President Xi Jinping floated the idea of a new Silk Road economic Belt and 21st Century Maritime Silk Road last year, and his just concluded four-nation visit to Central and South Asia is expected to make the concept a policy priority.
As a major part of China’s diplomatic strategy of all-around opening up, the two “silk roads” are aimed at boosting the economy of China along with that of other countries, especially its western neighbors. An interconnected transport network, comprising railways, highways, air and sea routes, and oil and gas pipelines across Eurasia, should ideally give rise to a wide range of industrial clusters, which will have a radiating effect on sectors such as construction, energy, metallurgy, finance, communications and even tourism.
The two new “silk roads”, once operational, will help further integrate the Asia-Pacific region and European Union — the world’s economic engine and largest economy respectively — into a potential “Eurasia market”, inside which free trade zones can thrive, and economic and technological cooperation between countries and regions can be deepened.
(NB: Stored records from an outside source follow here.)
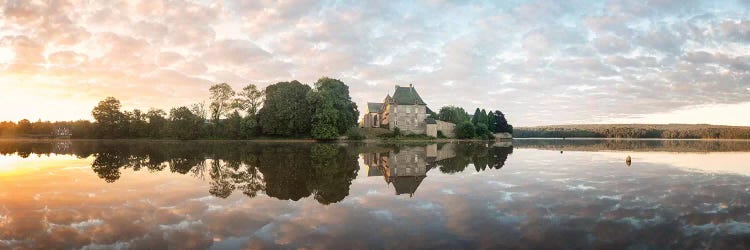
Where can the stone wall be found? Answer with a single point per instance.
(431, 130)
(408, 118)
(447, 128)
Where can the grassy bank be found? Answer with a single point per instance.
(664, 131)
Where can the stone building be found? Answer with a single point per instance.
(406, 111)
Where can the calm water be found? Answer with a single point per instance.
(229, 195)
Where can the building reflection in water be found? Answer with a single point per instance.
(289, 171)
(406, 168)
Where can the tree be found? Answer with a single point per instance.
(138, 125)
(480, 117)
(183, 124)
(482, 131)
(334, 112)
(249, 126)
(465, 130)
(286, 110)
(453, 114)
(221, 95)
(250, 99)
(24, 126)
(156, 122)
(491, 121)
(110, 122)
(502, 123)
(232, 125)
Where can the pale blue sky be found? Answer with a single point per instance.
(541, 62)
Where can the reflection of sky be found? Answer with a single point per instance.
(539, 199)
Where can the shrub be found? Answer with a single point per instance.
(483, 132)
(396, 132)
(324, 132)
(465, 130)
(441, 135)
(354, 134)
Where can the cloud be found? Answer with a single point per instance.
(165, 53)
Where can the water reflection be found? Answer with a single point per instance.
(196, 195)
(289, 171)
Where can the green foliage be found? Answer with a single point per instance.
(324, 132)
(501, 123)
(286, 110)
(221, 97)
(249, 126)
(110, 122)
(480, 117)
(184, 124)
(157, 123)
(668, 131)
(482, 132)
(441, 135)
(24, 126)
(355, 134)
(453, 114)
(250, 99)
(331, 96)
(396, 132)
(465, 130)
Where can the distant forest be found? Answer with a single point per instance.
(665, 131)
(284, 109)
(292, 109)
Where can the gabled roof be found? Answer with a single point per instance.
(407, 184)
(407, 96)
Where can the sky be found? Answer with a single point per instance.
(540, 62)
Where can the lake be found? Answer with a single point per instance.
(246, 195)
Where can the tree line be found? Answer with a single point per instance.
(481, 125)
(283, 109)
(666, 131)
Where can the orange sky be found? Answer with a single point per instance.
(540, 62)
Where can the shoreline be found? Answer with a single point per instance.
(297, 140)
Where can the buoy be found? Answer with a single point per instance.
(628, 161)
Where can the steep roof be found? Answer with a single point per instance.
(407, 184)
(407, 95)
(374, 107)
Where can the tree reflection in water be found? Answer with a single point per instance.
(286, 171)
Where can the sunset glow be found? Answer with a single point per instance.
(541, 62)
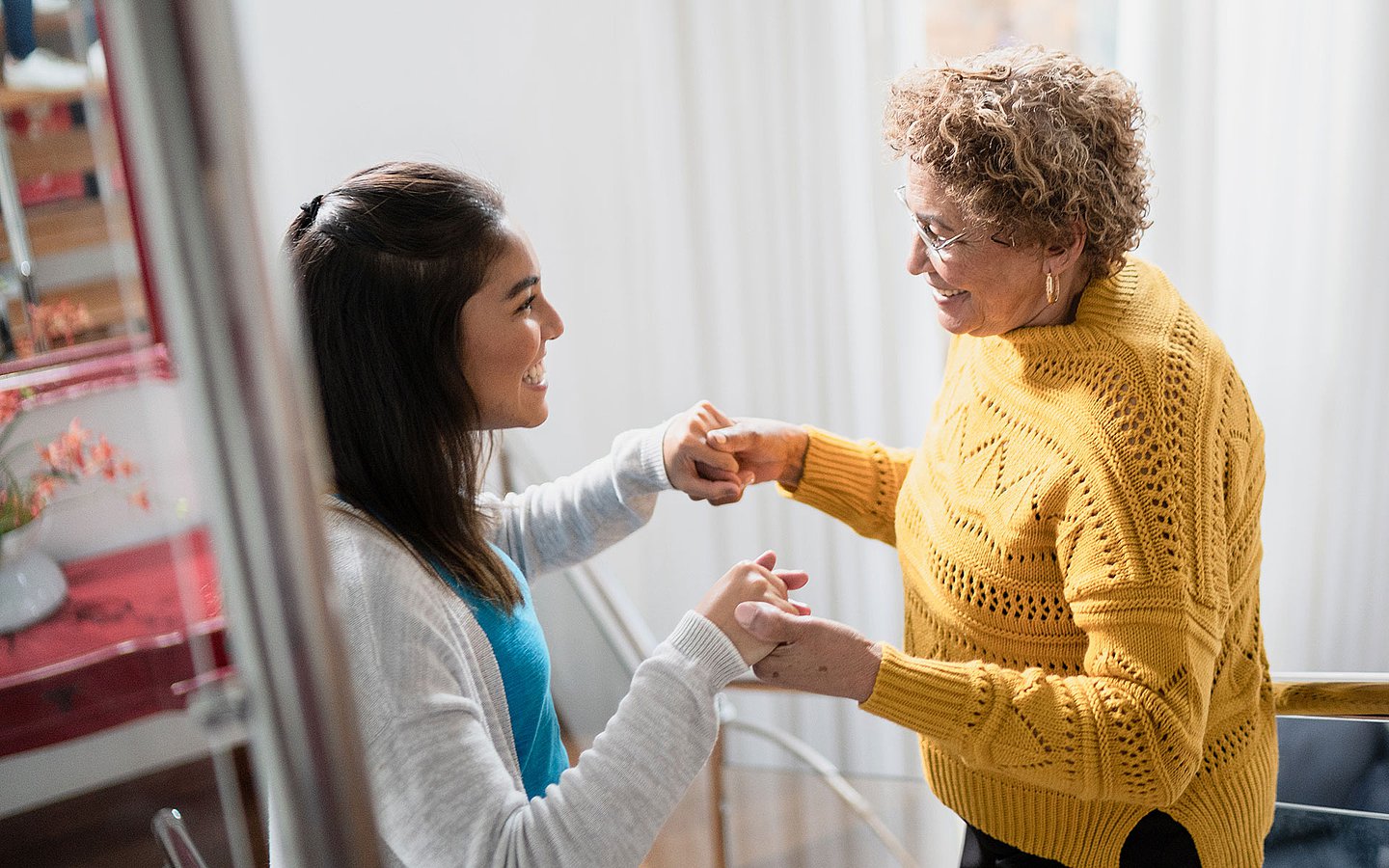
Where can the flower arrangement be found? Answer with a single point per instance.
(74, 456)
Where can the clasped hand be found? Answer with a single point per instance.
(713, 457)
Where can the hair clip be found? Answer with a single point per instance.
(312, 205)
(997, 72)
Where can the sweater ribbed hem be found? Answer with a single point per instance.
(1076, 832)
(696, 637)
(1227, 817)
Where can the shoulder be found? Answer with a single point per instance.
(391, 599)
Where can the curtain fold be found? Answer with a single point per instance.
(1267, 132)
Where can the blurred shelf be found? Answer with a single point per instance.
(56, 153)
(116, 649)
(101, 299)
(63, 226)
(13, 100)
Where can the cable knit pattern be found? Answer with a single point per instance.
(1079, 549)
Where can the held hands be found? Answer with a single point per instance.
(763, 450)
(751, 583)
(811, 654)
(713, 457)
(694, 466)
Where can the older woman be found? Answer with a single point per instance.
(1078, 532)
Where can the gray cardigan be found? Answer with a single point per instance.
(434, 716)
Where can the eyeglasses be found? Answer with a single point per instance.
(934, 242)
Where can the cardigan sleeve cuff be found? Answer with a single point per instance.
(640, 461)
(696, 637)
(940, 700)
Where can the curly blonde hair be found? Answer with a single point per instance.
(1031, 142)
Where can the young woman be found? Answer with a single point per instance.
(429, 330)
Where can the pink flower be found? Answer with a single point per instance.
(9, 406)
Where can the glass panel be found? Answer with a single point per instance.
(110, 678)
(1332, 793)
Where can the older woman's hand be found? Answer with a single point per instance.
(811, 654)
(764, 450)
(751, 581)
(692, 464)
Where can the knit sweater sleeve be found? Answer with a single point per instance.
(855, 480)
(1143, 555)
(558, 524)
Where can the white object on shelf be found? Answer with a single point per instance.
(31, 583)
(43, 69)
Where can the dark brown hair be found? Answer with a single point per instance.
(385, 264)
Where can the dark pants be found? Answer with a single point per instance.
(1156, 842)
(18, 28)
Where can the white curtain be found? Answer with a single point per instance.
(1268, 122)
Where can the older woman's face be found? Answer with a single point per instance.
(979, 286)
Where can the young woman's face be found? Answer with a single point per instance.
(505, 325)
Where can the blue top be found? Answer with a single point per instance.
(518, 644)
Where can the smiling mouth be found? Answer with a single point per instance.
(535, 375)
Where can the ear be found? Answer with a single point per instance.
(1057, 258)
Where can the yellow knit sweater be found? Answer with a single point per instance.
(1079, 552)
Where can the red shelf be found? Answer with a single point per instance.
(116, 647)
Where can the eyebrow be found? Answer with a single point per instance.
(521, 286)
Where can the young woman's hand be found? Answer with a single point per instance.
(764, 448)
(813, 654)
(751, 583)
(692, 464)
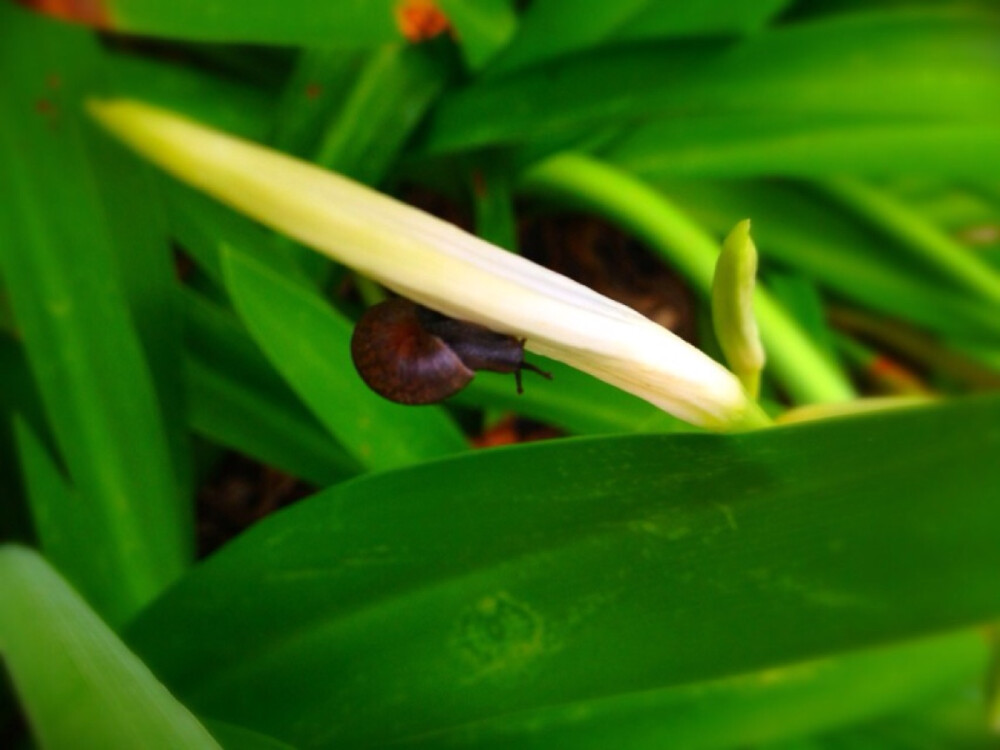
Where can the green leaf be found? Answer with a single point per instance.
(550, 30)
(792, 226)
(936, 64)
(764, 143)
(482, 27)
(388, 100)
(236, 399)
(308, 342)
(581, 571)
(58, 258)
(741, 711)
(79, 684)
(293, 22)
(576, 402)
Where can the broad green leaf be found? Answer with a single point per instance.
(58, 259)
(741, 711)
(79, 684)
(580, 571)
(233, 737)
(202, 226)
(225, 103)
(936, 64)
(308, 342)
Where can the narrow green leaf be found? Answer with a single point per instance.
(549, 30)
(577, 402)
(138, 227)
(291, 22)
(317, 87)
(388, 100)
(19, 400)
(57, 256)
(732, 307)
(936, 64)
(220, 100)
(236, 399)
(587, 570)
(79, 684)
(587, 183)
(309, 344)
(839, 253)
(202, 226)
(482, 27)
(945, 257)
(764, 143)
(233, 737)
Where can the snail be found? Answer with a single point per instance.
(412, 355)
In this context, the “silk road” diplomacy is mainly aimed at achieving better communications among countries in adjoining regions. In specific terms, however, the transport “highways” connecting the Pacific Ocean, Indian Ocean and the Baltic Sea, should be jointly built by “roadside” countries such as China and Sri Lanka. And to boost regional trade and investment, all states along the “silk roads” have to establish special financial institutions to finance the two “silk roads” and ease bureaucratic norms for cross-border financial transactions, and more exchanges of advanced technology and high value-added products. Besides, to stimulate trade, all states have to widen their foreign exchange policies and settle their businesses in local currencies.
Also, communication and coordination on policies and cultures need to be strengthened to make Eurasia an integral whole with a shared destiny.
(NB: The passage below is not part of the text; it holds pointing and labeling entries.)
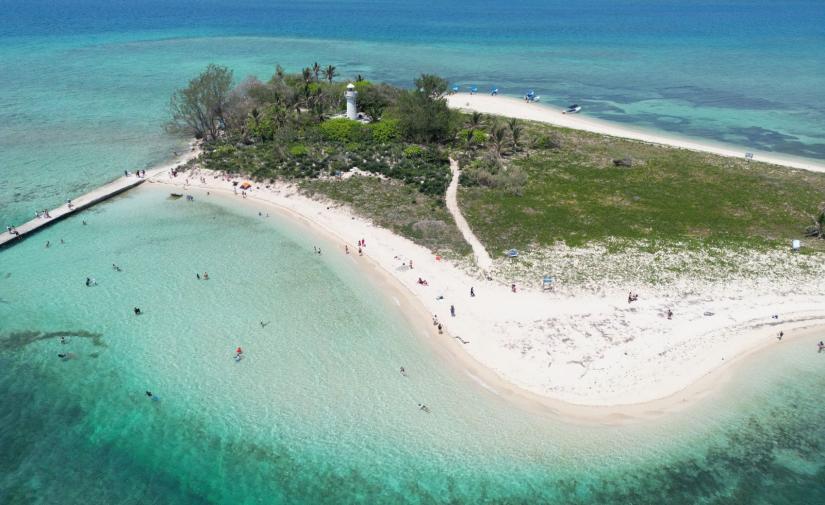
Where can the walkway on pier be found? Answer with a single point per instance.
(82, 202)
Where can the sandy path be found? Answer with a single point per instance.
(513, 107)
(483, 259)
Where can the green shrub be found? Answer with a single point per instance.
(341, 130)
(385, 131)
(225, 150)
(547, 142)
(413, 152)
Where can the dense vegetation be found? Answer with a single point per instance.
(523, 184)
(286, 127)
(577, 187)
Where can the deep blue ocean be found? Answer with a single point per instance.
(319, 413)
(84, 84)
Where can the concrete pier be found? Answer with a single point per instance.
(82, 202)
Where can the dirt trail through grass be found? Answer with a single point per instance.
(483, 260)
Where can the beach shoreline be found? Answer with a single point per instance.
(484, 364)
(515, 108)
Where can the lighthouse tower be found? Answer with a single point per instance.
(352, 108)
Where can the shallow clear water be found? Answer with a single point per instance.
(317, 412)
(85, 83)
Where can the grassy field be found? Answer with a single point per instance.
(400, 207)
(576, 195)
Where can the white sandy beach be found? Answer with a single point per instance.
(513, 107)
(582, 344)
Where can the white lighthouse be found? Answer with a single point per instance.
(352, 108)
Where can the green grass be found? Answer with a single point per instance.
(574, 194)
(400, 207)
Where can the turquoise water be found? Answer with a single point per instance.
(85, 83)
(317, 412)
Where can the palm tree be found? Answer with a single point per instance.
(307, 75)
(498, 138)
(475, 120)
(515, 130)
(330, 73)
(818, 227)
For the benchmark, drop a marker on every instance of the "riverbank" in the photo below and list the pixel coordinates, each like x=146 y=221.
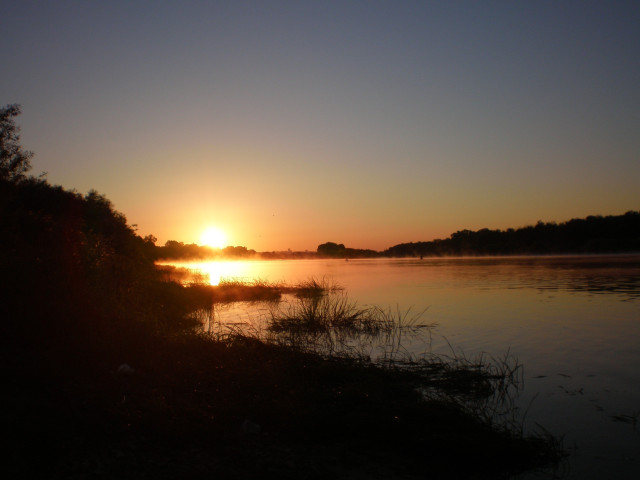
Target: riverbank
x=189 y=406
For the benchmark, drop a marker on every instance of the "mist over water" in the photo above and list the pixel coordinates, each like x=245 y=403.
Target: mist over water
x=573 y=323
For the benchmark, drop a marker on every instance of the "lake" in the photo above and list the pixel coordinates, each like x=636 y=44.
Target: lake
x=572 y=322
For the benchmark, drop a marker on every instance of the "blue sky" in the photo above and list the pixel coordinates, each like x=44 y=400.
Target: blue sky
x=288 y=124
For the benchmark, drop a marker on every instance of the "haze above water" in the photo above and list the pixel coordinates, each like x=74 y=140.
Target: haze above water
x=573 y=322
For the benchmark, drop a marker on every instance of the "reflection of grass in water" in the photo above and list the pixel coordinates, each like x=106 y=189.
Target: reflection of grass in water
x=322 y=368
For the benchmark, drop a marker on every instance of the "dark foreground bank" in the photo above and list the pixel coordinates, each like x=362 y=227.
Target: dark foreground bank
x=103 y=376
x=193 y=408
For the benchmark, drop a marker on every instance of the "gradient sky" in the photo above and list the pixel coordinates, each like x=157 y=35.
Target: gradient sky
x=291 y=123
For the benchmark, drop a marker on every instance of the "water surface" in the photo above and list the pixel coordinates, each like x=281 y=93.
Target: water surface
x=573 y=322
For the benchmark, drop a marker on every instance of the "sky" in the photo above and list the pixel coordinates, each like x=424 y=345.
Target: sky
x=288 y=124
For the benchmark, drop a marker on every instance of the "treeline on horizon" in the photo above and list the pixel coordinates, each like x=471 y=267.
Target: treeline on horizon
x=591 y=235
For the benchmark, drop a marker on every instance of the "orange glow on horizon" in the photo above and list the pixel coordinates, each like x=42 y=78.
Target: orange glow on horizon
x=213 y=237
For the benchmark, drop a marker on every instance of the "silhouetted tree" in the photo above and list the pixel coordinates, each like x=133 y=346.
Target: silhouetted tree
x=331 y=249
x=14 y=161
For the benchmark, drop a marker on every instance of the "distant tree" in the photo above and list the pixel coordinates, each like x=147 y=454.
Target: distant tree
x=14 y=161
x=331 y=249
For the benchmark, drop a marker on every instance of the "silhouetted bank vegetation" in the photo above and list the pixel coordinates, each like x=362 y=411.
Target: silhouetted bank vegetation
x=174 y=250
x=338 y=250
x=105 y=375
x=591 y=235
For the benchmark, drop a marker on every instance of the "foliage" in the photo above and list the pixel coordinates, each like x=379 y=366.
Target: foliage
x=14 y=161
x=174 y=250
x=594 y=234
x=338 y=250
That China is not merely seeking regional cooperation with its western neighbors is evident from Xi’s visit to South Asia where he mooted the idea of building a Mongolia-China-India-Myanmar economic corridor, which is needed to geographically and economically link the two “silk roads”.
Last year, India had expressed doubts about such a north-south corridor because the India-Myanmar border is still “closed” because of the rampant militancy in India’s northeastern states which border Myanmar. So by choosing India as the last stop on his four-nation tour, Xi sought to reassure New Delhi of Beijing’s concrete efforts to enhance economic ties by promising to invest $20 billion in India in the next five years.
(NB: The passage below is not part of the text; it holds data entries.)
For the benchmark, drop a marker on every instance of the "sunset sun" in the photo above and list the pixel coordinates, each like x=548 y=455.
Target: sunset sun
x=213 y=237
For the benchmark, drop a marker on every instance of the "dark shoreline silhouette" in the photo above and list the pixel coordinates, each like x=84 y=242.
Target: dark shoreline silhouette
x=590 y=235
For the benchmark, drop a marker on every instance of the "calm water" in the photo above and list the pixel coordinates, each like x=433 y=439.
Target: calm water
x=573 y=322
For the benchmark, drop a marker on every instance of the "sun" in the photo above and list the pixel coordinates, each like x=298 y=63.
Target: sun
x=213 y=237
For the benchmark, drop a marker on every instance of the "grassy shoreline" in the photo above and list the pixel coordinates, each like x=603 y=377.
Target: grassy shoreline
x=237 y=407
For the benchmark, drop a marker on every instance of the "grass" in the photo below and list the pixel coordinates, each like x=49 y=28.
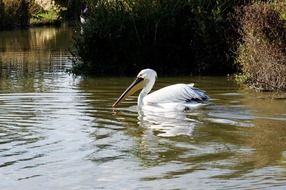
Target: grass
x=45 y=17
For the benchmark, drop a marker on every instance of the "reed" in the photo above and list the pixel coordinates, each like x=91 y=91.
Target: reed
x=173 y=37
x=262 y=52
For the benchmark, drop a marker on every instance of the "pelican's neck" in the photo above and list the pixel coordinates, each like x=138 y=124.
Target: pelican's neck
x=144 y=92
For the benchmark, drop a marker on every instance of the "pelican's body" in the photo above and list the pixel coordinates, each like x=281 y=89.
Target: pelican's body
x=178 y=96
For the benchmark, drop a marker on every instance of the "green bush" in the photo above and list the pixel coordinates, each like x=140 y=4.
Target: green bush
x=262 y=53
x=14 y=13
x=173 y=37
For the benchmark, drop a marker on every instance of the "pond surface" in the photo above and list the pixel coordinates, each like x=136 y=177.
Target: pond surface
x=60 y=132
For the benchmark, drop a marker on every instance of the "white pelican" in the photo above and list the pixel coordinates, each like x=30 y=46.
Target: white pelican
x=178 y=96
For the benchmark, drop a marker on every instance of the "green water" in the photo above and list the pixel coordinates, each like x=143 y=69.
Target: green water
x=60 y=132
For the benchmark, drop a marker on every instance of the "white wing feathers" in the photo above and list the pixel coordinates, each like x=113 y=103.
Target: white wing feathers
x=180 y=93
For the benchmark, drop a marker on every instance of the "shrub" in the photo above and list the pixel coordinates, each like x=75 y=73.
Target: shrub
x=14 y=13
x=262 y=53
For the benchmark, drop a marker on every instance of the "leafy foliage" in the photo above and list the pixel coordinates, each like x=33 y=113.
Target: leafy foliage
x=173 y=37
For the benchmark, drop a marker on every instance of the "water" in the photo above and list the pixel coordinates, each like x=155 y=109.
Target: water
x=60 y=132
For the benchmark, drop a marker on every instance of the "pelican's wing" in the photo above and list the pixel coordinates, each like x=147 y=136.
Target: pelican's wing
x=178 y=93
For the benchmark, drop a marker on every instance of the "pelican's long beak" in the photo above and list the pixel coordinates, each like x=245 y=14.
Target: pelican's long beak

If a Eurasian free trade zone or market becomes reality, it will have a huge impact on the global economic landscape and world order for three reasons. First, as part of China’s efforts to promote inclusive development, the “silk roads”, unlike ocean routes-based globalization, attach greater importance to relatively less developed landlocked countries such as Mongolia and Kazakhstan, and aims to help them catch up with the well-off coastal states.
Second, apart from promoting trade and cultural exchanges, the proposed “silk roads” are a perfect interpretation of China’s peaceful development. As an emerging power not aligned with the United States, China can only rent or co-build a port to ensure smooth navigation in the seas and serve the needs of its aircraft carrier Liaoning in international waters. And the proposed “silk roads” can help it do that.
And third, compared with the goals of the EU-proposed Eurasian integration from Lisbon to Vladivostok, those of the “silk roads” are more achievable and inclusive. Therefore, the “silk roads” proposal will reshape the world order in a constructive way.
The author is a professor of international relations at Renmin University of China.